Australian historian

Mark Andrew Peel (born 17 October 1959), historian and academic, was the Director of Educational Innovation at the University of Leicester until retiring in 2019. He also served the university as Provost (from 2015 to 2017), Pro Vice Chancellor (Student Experience) and Head of the College of Arts, Humanities and Law. Before going to Leicester, he was Professor of Modern Cultural and Social History and Head of the School of the Arts at the University of Liverpool and a Professor and Head of the School of Historical Studies in the Faculty of Arts at Monash University in Australia. He holds degrees from Flinders University (BA (Hons), 1980 and MA, 1983), Johns Hopkins University (MA, 1985) and Melbourne University (PhD, 1993) and was appointed a full professor in 2007. He was elected as a Fellow of the Academy of Social Sciences in Australia in 2008 and became a Fellow of the Royal Historical Society in 2010.

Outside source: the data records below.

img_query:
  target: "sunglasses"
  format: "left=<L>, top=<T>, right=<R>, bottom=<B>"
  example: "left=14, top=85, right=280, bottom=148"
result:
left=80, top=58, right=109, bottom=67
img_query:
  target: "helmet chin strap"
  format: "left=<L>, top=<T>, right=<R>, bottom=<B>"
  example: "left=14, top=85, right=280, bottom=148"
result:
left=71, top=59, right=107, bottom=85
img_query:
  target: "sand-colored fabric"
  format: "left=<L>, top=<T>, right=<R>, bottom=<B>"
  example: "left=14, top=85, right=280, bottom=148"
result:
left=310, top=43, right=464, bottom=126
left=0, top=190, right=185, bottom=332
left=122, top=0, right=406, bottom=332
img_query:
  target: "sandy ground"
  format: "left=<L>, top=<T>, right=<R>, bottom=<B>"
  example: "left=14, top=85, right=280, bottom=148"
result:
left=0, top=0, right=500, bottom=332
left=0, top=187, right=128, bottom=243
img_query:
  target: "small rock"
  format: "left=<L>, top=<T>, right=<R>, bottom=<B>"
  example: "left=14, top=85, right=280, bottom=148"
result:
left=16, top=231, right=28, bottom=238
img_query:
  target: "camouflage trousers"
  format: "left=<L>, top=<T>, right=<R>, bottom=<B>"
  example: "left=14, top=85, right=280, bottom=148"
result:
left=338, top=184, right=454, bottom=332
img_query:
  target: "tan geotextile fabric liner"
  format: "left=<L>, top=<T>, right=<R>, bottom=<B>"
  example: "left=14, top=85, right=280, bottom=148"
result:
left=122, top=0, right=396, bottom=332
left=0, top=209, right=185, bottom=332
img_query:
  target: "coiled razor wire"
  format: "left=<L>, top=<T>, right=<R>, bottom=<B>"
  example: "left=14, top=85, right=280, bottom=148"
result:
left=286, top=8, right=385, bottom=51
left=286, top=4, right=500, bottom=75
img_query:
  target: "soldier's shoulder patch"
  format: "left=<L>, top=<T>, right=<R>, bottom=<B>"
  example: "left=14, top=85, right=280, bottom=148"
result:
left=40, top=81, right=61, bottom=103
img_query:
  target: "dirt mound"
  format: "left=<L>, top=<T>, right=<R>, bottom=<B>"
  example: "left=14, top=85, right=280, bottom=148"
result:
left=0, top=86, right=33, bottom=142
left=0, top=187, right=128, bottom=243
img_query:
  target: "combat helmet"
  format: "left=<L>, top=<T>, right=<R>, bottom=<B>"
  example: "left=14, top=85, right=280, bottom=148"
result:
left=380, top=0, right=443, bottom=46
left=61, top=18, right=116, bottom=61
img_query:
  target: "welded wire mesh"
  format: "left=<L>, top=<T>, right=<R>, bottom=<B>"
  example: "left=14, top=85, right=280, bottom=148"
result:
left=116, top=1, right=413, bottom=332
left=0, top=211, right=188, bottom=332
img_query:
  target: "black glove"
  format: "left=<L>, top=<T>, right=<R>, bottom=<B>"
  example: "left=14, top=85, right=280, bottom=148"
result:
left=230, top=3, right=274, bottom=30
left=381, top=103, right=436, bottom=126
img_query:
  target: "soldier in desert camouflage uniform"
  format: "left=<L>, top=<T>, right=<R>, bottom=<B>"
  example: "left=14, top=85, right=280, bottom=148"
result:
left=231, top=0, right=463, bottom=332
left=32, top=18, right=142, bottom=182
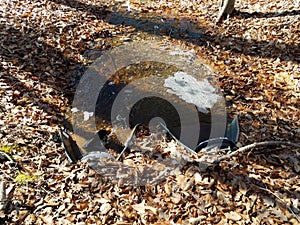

Peel's interest in student transition to university education led to a report in the federal government's Higher Education Series in 1999 and a research project on school-leavers' experiences of university teaching. Peel has also contributed to debates about history teaching and curriculum, especially through his paper "The Essentials of Australian History", which formed part of the 1999 National Inquiry into School History, through his work as an advisor on Australian history to the Victorian Curriculum and Assessment Authority and through two surveys on university curricula and teaching for the Australian Historical Association. In 2008, the Australian Learning and Teaching Council awarded him one of its Citations for Outstanding Contributions to Student Learning, for "sustained contributions to the imaginative teaching of history, and to the transition, progress and welfare of students in his own and other universities". In the same year, he was also awarded one of three Vice-Chancellor's Awards for Teaching Excellence at Monash.

==Books==
- Good Times, Hard Times: The Past and the Future in Elizabeth (Melbourne University Press, 1995. Shortlisted for The Age Non-Fiction Book of the Year Award);
- A Little History of Australia (Melbourne University Press, 1997).
- Kleine Geschichte Australiens (Deutscher Taschenbuch Verlag, 2000).
- The Lowest Rung: Voices of Australian Poverty (Cambridge University Press, 2003. Shortlisted for the Victorian Premier's Literary Awards)
- Miss Cutler and the Case of the Resurrected Horse: Social Work and the Story of Poverty in America, Australia, and Britain (University of Chicago Press, 2011).
- A History of Australia (Palgrave Macmillan, 2011, with Christina Twomey, second edition, 2017).